The diplomat said Hamas leaders were stunned by the success of the operation. “They said it was a chaotic situation, a lot of people went in,” said the diplomat, referring to Palestinians streaming into southern Israel after Hamas fighters breached a border fence in roughly 30 places.
At the same time, Israeli officials, horrified by Hamas’ killings of hundreds of civilians, said they were “not willing to entertain in any way a conversation with Hamas,” said the diplomat, adding, “there was zero trust between to the two parties.”
A Biden administration official later described the negotiations as an “extremely excruciating five-week process.”
As Israeli airstrikes in Gaza intensified, U.S. officials called for pauses in the fighting so food and aid could be delivered. They later called for the creation of humanitarian corridors so Palestinian civilians in northern Gaza could move south, officials said.
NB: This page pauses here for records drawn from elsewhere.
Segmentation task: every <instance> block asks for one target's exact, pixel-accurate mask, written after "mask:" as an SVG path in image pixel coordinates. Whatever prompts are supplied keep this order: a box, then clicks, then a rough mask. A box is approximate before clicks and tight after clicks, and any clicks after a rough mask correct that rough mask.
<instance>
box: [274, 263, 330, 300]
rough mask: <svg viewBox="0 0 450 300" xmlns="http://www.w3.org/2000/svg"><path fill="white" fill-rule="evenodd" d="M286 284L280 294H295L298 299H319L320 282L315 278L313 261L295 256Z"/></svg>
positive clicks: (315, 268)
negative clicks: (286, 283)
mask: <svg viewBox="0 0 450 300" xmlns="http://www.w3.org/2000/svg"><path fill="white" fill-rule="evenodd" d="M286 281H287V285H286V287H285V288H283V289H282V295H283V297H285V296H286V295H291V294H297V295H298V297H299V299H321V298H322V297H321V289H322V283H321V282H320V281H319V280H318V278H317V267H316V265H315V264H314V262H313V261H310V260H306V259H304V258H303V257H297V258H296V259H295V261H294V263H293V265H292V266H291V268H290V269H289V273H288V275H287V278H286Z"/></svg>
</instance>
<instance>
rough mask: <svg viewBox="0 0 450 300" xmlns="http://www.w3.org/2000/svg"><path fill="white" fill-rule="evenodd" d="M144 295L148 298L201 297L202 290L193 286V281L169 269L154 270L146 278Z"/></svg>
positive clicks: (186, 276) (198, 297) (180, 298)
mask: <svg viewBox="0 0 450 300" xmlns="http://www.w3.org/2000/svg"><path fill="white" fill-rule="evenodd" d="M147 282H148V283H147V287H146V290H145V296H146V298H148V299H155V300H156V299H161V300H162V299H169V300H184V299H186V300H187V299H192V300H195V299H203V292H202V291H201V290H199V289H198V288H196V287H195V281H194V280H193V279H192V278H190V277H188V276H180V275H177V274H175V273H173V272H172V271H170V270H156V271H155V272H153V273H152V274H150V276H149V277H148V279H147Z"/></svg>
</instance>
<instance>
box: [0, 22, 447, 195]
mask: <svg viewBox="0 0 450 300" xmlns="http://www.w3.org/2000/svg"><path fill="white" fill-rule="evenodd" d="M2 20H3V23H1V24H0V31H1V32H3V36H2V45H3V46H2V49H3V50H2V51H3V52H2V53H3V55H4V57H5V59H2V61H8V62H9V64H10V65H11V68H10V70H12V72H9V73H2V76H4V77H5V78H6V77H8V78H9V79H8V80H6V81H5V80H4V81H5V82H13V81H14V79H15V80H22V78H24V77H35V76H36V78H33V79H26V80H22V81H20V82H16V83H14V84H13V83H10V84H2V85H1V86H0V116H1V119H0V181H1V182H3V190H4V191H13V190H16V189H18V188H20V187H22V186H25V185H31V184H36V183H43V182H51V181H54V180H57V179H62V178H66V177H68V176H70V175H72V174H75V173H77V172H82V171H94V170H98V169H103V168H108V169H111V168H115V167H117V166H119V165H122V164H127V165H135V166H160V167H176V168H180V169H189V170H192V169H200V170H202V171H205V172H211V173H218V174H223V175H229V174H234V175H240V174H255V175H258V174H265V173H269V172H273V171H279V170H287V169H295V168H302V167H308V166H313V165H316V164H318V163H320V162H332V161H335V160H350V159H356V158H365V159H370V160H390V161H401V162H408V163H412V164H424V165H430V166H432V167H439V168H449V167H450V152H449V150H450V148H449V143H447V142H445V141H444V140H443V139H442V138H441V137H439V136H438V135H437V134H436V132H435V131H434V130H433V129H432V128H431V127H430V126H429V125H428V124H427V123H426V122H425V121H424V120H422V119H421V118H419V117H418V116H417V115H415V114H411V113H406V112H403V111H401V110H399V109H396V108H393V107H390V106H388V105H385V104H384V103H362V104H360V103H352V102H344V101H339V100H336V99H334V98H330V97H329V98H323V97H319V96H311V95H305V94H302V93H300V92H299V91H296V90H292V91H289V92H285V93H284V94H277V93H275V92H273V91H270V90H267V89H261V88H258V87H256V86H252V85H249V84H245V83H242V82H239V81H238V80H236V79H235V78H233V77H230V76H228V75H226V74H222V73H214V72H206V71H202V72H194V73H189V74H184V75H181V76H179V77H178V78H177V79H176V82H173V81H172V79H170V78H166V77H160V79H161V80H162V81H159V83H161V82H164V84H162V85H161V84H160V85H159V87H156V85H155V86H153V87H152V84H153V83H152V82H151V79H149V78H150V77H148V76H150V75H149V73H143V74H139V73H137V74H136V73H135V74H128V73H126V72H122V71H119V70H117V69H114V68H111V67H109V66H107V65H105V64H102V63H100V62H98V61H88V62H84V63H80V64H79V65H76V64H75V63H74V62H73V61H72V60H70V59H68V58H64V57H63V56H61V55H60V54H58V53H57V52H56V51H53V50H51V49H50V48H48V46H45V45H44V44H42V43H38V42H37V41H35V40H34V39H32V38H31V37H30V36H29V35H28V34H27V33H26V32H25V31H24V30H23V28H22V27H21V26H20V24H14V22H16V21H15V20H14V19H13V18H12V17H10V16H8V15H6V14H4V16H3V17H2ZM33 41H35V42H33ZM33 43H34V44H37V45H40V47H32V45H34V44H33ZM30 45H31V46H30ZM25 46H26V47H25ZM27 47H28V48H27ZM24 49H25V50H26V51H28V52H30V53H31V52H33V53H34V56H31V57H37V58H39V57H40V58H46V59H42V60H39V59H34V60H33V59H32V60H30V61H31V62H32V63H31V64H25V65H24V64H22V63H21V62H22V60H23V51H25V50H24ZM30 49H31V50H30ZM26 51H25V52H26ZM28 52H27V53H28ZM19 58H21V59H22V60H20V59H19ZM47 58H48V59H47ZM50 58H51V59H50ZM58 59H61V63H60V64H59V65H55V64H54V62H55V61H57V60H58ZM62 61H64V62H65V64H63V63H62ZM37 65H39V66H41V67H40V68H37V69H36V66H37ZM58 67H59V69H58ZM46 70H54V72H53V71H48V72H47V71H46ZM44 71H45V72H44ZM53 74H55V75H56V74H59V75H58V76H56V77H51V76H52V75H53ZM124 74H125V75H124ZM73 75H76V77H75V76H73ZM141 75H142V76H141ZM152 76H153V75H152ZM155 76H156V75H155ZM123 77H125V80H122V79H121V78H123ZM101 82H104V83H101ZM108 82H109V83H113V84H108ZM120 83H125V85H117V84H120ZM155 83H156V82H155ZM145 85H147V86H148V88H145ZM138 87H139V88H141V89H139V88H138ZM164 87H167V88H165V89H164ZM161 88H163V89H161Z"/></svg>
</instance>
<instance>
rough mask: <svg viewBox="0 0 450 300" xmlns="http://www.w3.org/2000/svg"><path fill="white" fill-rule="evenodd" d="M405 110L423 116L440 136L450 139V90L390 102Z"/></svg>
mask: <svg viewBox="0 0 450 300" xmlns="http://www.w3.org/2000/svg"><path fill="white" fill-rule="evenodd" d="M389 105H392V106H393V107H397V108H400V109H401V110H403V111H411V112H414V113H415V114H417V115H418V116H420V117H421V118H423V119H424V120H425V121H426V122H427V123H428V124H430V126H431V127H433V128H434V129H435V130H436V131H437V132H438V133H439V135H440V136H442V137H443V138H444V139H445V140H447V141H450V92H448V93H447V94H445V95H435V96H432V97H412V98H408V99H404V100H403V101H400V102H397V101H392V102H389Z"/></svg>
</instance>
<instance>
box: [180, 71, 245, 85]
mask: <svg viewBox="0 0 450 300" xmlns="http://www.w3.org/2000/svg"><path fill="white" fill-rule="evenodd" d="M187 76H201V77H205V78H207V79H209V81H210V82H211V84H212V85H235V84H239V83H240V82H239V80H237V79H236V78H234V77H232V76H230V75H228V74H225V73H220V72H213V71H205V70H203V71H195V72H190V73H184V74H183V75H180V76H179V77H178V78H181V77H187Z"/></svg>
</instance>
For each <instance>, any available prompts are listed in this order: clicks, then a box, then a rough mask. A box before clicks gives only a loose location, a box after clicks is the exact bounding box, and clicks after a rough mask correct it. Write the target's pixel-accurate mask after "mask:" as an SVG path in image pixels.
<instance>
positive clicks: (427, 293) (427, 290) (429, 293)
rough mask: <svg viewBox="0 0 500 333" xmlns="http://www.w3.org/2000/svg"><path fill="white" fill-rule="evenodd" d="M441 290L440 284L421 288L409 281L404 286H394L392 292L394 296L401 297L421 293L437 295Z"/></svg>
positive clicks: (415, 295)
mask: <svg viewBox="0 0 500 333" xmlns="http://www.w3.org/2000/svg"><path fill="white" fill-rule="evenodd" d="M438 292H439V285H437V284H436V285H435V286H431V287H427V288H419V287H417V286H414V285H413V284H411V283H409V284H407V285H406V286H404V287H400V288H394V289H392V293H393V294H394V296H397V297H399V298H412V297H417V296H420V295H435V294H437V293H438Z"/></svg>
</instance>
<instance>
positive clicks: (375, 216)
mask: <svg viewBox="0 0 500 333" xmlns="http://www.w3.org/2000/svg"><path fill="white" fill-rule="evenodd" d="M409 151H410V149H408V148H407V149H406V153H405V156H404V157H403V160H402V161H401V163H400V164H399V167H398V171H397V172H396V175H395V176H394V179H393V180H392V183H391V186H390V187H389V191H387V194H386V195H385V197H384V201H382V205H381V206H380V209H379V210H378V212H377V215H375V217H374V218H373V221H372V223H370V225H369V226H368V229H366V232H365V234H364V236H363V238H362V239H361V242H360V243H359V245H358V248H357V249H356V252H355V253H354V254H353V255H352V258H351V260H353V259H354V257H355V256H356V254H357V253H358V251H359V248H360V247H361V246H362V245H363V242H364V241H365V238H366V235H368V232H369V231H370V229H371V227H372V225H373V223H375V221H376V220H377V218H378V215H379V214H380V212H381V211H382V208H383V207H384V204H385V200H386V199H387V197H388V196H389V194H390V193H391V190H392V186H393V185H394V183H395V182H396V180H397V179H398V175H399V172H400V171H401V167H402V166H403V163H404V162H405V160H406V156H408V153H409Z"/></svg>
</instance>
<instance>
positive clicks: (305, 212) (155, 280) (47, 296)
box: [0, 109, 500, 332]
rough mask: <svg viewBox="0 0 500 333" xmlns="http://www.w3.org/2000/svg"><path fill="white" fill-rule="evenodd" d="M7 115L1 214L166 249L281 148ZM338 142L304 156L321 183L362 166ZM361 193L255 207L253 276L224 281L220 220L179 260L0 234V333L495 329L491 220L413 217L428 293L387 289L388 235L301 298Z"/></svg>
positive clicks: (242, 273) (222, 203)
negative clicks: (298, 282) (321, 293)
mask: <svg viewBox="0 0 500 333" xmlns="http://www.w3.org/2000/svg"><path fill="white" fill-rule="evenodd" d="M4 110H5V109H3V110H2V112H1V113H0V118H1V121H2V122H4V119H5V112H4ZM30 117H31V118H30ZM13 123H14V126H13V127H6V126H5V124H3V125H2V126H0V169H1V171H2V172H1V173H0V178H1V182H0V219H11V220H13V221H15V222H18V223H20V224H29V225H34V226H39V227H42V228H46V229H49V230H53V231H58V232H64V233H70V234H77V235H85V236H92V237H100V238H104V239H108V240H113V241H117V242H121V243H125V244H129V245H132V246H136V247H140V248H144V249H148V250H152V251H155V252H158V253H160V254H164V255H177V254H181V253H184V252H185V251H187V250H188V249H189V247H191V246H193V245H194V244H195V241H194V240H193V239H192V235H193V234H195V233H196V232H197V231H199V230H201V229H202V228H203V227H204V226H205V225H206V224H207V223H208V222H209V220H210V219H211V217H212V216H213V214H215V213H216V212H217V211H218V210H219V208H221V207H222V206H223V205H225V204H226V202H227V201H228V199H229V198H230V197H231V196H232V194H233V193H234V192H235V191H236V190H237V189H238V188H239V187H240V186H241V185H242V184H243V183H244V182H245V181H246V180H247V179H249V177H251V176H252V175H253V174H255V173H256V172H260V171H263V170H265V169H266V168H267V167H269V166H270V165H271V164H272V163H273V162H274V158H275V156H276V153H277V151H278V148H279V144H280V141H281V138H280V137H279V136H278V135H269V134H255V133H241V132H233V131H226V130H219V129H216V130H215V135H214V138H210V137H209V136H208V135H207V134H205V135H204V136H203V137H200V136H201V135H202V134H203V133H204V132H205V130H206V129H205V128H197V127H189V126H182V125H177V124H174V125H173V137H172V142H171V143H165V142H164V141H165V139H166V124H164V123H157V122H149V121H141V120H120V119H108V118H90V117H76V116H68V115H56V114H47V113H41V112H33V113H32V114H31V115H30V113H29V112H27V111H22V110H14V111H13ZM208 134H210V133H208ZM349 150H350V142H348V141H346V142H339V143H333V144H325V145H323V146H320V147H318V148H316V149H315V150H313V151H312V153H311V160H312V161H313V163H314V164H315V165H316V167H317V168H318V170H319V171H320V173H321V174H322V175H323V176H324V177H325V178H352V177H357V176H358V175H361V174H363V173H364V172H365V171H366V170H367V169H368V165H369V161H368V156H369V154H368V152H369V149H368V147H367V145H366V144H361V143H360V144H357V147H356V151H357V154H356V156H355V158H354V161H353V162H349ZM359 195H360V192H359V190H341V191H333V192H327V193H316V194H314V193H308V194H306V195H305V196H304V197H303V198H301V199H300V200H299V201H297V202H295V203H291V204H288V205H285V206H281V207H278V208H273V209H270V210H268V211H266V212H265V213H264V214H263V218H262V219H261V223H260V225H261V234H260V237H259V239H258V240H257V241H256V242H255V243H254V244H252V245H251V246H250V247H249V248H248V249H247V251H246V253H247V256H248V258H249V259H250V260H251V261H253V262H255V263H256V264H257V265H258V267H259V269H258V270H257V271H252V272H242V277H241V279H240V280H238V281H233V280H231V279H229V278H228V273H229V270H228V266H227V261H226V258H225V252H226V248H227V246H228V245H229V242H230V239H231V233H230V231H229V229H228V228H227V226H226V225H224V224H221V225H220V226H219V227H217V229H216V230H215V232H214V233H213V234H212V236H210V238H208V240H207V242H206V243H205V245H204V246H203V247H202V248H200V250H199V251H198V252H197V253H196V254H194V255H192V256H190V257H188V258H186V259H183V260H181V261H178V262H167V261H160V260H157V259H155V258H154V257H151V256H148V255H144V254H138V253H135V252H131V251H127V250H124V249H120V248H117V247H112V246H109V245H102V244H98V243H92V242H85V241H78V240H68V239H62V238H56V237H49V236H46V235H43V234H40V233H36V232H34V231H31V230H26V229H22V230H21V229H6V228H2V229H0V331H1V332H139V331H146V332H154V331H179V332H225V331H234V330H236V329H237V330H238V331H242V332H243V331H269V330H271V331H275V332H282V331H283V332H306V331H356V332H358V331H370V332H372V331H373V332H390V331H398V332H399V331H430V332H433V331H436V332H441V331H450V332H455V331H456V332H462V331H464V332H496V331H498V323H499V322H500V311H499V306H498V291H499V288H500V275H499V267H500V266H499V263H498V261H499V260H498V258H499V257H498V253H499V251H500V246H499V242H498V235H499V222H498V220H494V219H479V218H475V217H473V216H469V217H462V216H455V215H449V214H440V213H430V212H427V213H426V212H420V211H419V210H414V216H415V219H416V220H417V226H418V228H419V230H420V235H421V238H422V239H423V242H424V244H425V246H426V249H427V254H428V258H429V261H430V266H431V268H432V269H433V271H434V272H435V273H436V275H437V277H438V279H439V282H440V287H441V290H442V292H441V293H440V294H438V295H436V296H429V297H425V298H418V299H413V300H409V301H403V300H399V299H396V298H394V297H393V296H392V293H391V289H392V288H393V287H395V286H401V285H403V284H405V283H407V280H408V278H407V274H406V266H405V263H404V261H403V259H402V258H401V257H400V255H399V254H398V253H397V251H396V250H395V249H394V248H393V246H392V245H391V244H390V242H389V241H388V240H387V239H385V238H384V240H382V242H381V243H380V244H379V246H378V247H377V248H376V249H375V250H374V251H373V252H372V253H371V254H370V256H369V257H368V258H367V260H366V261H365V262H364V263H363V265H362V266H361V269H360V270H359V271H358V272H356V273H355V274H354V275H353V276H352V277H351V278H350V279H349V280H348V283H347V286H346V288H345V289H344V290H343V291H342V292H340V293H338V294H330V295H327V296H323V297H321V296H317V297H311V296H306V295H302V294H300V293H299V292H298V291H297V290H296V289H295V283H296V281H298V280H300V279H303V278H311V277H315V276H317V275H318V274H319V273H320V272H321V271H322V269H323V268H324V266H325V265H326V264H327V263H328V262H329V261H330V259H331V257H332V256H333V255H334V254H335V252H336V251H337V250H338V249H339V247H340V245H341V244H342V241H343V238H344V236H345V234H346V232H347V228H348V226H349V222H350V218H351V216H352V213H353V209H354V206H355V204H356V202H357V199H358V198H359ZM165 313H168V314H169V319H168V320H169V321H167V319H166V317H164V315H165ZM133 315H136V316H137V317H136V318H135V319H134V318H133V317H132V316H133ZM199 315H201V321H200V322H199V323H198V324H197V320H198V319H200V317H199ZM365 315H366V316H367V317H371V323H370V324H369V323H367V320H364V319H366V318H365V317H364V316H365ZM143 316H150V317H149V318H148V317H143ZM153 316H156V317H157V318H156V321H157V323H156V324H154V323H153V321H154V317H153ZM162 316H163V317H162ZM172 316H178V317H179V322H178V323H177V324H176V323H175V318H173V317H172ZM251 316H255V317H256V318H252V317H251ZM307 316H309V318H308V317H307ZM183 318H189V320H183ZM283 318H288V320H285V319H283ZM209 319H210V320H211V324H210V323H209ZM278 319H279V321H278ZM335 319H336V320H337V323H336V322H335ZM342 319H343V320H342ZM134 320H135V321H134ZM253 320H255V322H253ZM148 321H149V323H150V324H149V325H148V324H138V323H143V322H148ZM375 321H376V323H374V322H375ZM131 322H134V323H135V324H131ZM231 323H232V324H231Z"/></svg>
At the same time, representatives from Qatar, the oil-rich Arab nation where many of Hamas’ political leaders are based, again tried to broker talks.
Netanyahu, who was focused on destroying Hamas, put David Barnea, the head of the Mossad, Israel’s foreign intelligence service, in charge of negotiations.
The Israelis wanted the starting point for talks to be the immediate release of all hostages, a demand that Yahya Sinwar, the hard-line leader of Hamas in Gaza, was bound to refuse, Moty Cristal, a veteran Israeli hostage negotiator, told NBC News.
“He has to have some hostages to use as human shields for himself,” Cristal said of Sinwar.
So the Israelis began negotiating, via U.S., Qatari and Egyptian intermediaries, the release of captured women and children, Cristal said.
In Washington, National Security Council officials told Brett McGurk, the White House’s Middle East coordinator, and Joshua Geltzer, the National Security Council’s top lawyer, to secretly participate in the talks.